Learned Pigs & Fireproof Women
- Author: Ricky Jay
- Genre: Theatre
- Publisher: Villard Books; Farrar, Straus and Giroux
- Publication date: 1986, 1998
- Pages: 343
- ISBN: 978-0-374-52570-5
- Dewey Decimal: 790.20922, 791.0922

= Learned Pigs & Fireproof Women =

Learned Pigs & Fireproof Women is a book written by stage magician, actor and writer Ricky Jay. Divided into numerous themed chapters, the book provides the bizarre histories of some of the world's most eccentric entertainers, ranging from mind readers and daredevils to animal handlers and stone eaters.
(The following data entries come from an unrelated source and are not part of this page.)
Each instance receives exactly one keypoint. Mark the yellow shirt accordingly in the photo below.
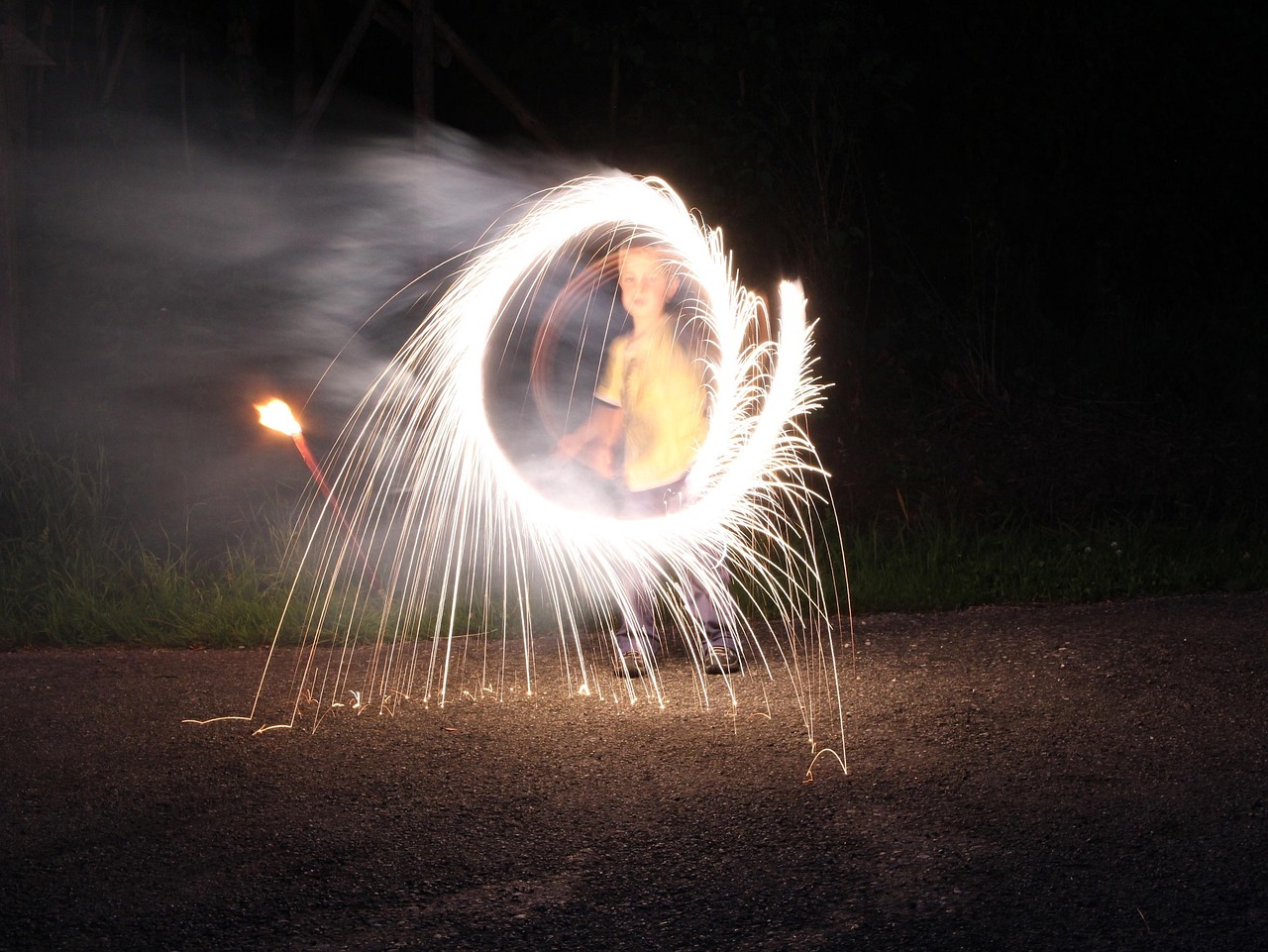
(661, 393)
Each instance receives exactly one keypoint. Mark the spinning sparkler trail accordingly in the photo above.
(448, 488)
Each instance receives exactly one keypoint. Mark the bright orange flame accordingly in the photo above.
(276, 415)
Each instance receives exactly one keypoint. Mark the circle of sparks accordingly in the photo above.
(433, 534)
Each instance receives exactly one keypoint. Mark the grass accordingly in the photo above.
(943, 563)
(72, 576)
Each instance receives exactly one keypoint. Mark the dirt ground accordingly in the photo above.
(1070, 778)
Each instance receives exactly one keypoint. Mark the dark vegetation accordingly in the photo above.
(1030, 236)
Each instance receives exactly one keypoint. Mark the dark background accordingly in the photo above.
(1032, 234)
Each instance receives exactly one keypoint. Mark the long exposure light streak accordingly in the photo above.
(452, 497)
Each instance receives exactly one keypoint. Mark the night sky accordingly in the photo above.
(1023, 202)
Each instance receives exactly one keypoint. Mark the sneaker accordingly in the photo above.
(632, 665)
(721, 660)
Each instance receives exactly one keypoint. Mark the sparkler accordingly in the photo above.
(276, 415)
(445, 493)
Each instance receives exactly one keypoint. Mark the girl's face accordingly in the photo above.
(647, 285)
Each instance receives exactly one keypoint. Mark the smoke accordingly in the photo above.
(165, 291)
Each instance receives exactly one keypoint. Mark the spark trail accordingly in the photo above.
(474, 530)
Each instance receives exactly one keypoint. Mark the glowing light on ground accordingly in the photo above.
(462, 549)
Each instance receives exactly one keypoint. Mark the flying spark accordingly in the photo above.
(452, 493)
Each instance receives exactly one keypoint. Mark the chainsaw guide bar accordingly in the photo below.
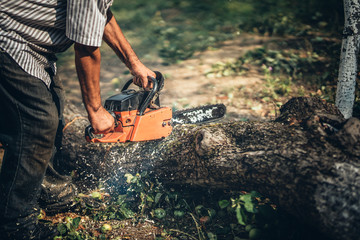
(199, 115)
(138, 115)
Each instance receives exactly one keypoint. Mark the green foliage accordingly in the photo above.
(68, 230)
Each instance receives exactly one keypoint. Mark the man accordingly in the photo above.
(31, 101)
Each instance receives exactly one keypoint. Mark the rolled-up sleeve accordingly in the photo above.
(86, 20)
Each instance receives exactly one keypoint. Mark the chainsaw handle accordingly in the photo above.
(159, 77)
(89, 131)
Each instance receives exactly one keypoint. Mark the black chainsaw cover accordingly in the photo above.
(127, 100)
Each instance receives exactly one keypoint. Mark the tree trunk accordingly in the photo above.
(345, 95)
(307, 161)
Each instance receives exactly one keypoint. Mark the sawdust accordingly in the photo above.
(187, 84)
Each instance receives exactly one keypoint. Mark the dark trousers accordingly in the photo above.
(29, 122)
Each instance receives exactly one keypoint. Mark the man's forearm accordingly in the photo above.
(87, 60)
(114, 37)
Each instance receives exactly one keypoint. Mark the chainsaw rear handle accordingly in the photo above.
(159, 78)
(158, 84)
(89, 131)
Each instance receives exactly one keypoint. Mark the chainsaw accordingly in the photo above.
(139, 117)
Jay presents all of his subjects within their historical contexts and provides numerous illustrations and posters alongside his text.

Some examples of the entertainers included in Jay's book:
- The learned pig of the title, a pig that could spell, calculate and read minds.
- Joseph Pujol, also known as Le Petomane, the master flatulist.
- Max Malini, the illusionist famous for his audacity and his tricks involving unsuspecting celebrities.
- Leon Rauch, also known as LaRoche, the Sisyphus of the circus world.
- Ivan Ivanitz Chabert, the "Human Salamander" and "Really Incombustible Phenomenon".

First published in 1986 by Villard Books, the book is currently out of print.

==Adaptations==
A 1989 television special of the same name was created based on Jay's book. The show featured a variety of magic tricks, stunts and performances, such as a musical performance on wine glasses and an antique acrobatic clockwork doll.

==Reception==
The title of the book was considered irresistibly tempting by Richard Goodman, who cited it as an example in his work on creative writing.

John Gross reviewed it for The New York Times. He found it to be excellent, being well researched, having a good range of exotic examples and being well-written with good humour.

==Pop culture==
In the 1999 film Magnolia, a boy is reading in the library, and the book is seen amongst the volumes the boy has chosen to read. Jay himself appears in the movie, in a supporting role.